Il sera dit n’y voir lieu à référé s’agissant de cette demande.
Sur l’article 700 du code de procédure civile et les dépens
Il convient de condamner la défenderesse, partie succombante, à payer à la demanderesse la somme de 1500 euros, sur le fondement de l’article 700 du code de procédure civile.
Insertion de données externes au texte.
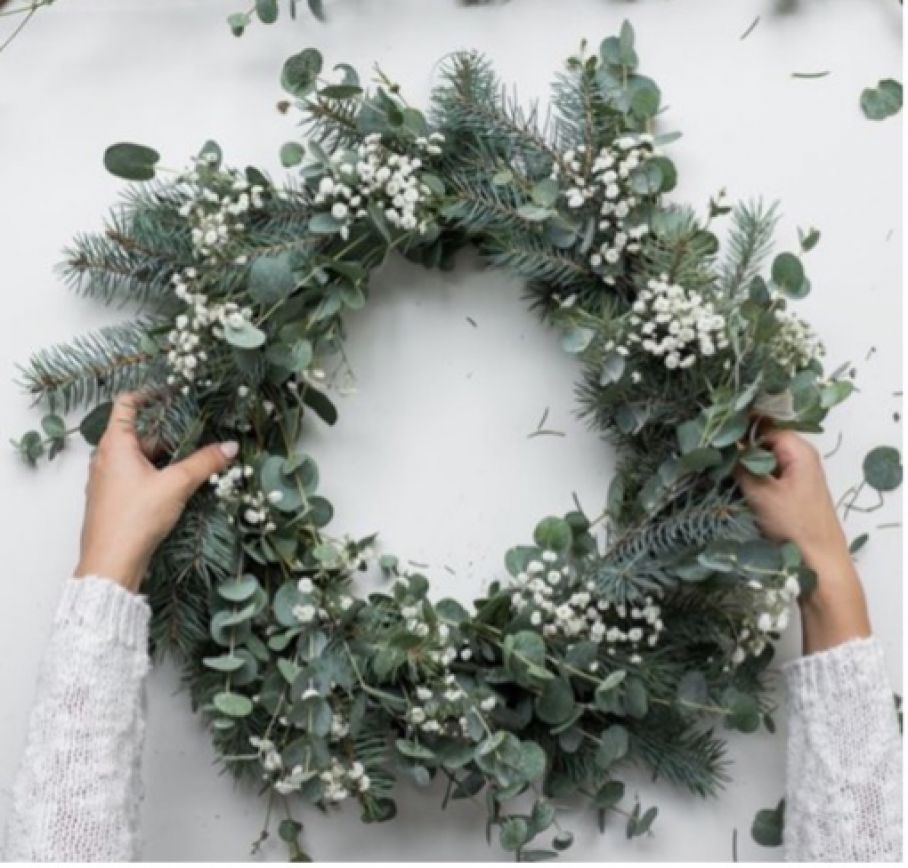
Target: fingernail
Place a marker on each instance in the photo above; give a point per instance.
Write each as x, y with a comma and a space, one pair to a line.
230, 448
La défenderesse, qui succombe, supportera la charge des entiers dépens, comprenant notamment le coût du commandement de payer.
PAR CES MOTIFS
Nous, Gaële FRANCOIS-HARY, Première Vice-Présidente, statuant en référé, par mise à disposition au greffe, par décision contradictoire et en premier ressort,
Constatons l’acquisition de la clause résolutoire du bail commercial du 7 juillet 2023 et la résiliation de ce bail à la date du 6 janvier 2025,
Déboutons la société ETTORE de sa demande de suspension des effets de la clause résolutoire,
Ordonnons, si besoin avec le concours de la force publique, l’expulsion de la société ETTORE et celle de tous occupants de son chef des locaux loués, sis [Adresse 1], à [Localité 3],
Disons n’y avoir lieu à astreinte,
Ordonnons que les meubles se trouvant sur place devront être déposés dans un lieu choisi par la bailleresse aux frais risques et péril de la locataire conformément aux dispositions des articles L 433-1 et suivants du code des procédures civiles d’exécution,
Disons n’y avoir lieu à référé sur les demandes de paiement provisionnel de la dette locative et de l’indemnité d’occupation,
Disons n’y avoir lieu à référé sur la demande au titre du dépôt de garantie,
Condamnons la société ETTORE à payer à la société IMMOVAL la somme de 1500 euros au titre de l’article 700 du code de procédure civile,
Condamnons la société ETTORE au paiement des dépens comprenant notamment le coût du commandement de payer.
Prononcé par mise à disposition au greffe le SEIZE SEPTEMBRE DEUX MIL VINGT CINQ par Gaële FRANÇOIS-HARY, Première Vice-Présidente, assistée de Wallis REBY, Greffière, lesquelles ont signé la minute de la présente décision.